In Deutschland kommt es seit Monaten zu Protesten von Flüchtlingen. Selten zuvor erlebte unser nördlicher Nachbar eine so lange und entschlossene Kampagne der Flüchtlingsbewegung wie im auslaufenden Jahr.


Anfangs waren es nur zwei Dutzend Flüchtlinge, die am 8. September den 600 Kilometer langen Fussmarsch von Würzburg nach Berlin starteten. Während des 28-tägigen Marsches wurden viele Asylheime besucht und als der "Marsch der Würde" schliesslich am 6. Oktober Berlin erreichte, waren es rund 200 Betroffene, die trotz Verstosses gegen das deutsche Sondergesetz "Residenzpflicht, sich zum zivilen Ungehorsam entschieden hatten und mitmarschierten. In Berlin wurde der Marsch mit einer grossen Demo und guter Stimmung in Empfang genommen. Während ein Teil der Flüchtlinge beim Berliner Oranienplatz eine Zeltstadt aufbaute, begannen andere direkt vor dem Brandenburger Tor mit einem unbefristeten Hungerstreik. Die Berliner Polizei reagierte in den ersten Tagen sehr aggressiv und selbst Schlafsäcke und Decken, mit denen sich die Hungerstreikenden in den kalten Nächten etwas wärmten, wurden von den Behörden beschlagnahmt.
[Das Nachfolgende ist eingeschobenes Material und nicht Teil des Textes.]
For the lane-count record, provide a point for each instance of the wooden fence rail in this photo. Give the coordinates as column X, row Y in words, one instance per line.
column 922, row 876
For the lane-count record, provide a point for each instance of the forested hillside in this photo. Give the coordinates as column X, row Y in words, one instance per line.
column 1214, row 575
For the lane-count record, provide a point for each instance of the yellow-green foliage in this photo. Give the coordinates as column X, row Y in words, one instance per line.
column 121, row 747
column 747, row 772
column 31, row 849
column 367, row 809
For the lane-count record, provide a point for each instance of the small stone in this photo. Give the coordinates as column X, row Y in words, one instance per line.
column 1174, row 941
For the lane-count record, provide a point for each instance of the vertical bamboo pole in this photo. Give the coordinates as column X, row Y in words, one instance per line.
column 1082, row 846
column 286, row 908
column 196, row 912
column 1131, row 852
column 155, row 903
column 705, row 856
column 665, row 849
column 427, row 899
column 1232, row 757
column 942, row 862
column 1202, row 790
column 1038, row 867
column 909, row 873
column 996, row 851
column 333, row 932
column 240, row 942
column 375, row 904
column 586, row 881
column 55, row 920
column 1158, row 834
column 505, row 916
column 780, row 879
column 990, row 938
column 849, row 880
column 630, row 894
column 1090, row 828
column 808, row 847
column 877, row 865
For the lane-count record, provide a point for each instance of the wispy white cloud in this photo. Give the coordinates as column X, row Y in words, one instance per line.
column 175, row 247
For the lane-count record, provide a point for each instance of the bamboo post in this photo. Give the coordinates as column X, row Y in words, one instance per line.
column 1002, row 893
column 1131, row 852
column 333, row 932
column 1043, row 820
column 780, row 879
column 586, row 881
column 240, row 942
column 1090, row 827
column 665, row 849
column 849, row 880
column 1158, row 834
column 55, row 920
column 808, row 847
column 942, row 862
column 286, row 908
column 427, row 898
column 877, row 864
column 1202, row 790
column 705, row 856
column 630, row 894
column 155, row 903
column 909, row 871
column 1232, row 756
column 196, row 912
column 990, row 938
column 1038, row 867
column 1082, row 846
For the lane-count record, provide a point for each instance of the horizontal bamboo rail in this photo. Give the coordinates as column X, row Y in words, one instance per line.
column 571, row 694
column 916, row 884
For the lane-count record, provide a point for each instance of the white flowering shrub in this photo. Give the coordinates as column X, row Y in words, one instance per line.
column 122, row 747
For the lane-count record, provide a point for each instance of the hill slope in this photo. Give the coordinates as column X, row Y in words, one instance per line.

Auf Grund der bundesweit grossen und positiven Medienresonanz sahen sich die politischen Eliten gezwungen, die Polizei zurückzupfeifen und anzuerkennen, dass auch Flüchtlinge in Deutschland das Recht auf freie Meinungsäusserung haben (sollten).


Ein tragischer Auftakt

Begonnen hatte alles mit dem tragischen Tod des iranischen Asylsuchenden Mohammed Rahsepar in Würzburg, der sich am 29. Januar 2012 das Leben nahm. Viele seiner MitbewohnerInnen und FreundInnen mochten sich nicht mit dem Suizid von Rahsepar abfinden und zum normalen Alltag übergehen. Denn für seine FreundInnen war klar, dass es das unmenschliche Lagersystem war, welches den psychisch angeschlagenen Rahspar in den Tod getrieben hatte. Im März gelang eine kleine Gruppe mit prägnanten Worten an die Öffentlichkeit. "Wir leiden unter dem langwierigen und Jahre anhaltenden Prüfungsprozess unserer Asylanträge. Wir hoffen jeden Tag darauf, dass sich diese Folter der Ungewissheit schnellstmöglich zum Besseren wendet. Diese Ungewissheit und dass uns keinerlei Selbständigkeit im Alltag gewährt wird, wir ausserdem wie Gefangene gehalten werden, zermürbt uns und treibt uns Schritt für Schritt in den Tod." In den folgenden Wochen kam es zu verschiedenen Mahnwachen und Protestaktionen und in kurzer Zeit schlossen sich Asylsuchende in weiteren Städten dem Protest an. Es kam zu Hungerstreiks und einzelne Flüchtlinge versuchten in der Innenstadt von Würzburg mit einem Sit-in und zugenähten Mündern, auf ihre Lage aufmerksam zu machen.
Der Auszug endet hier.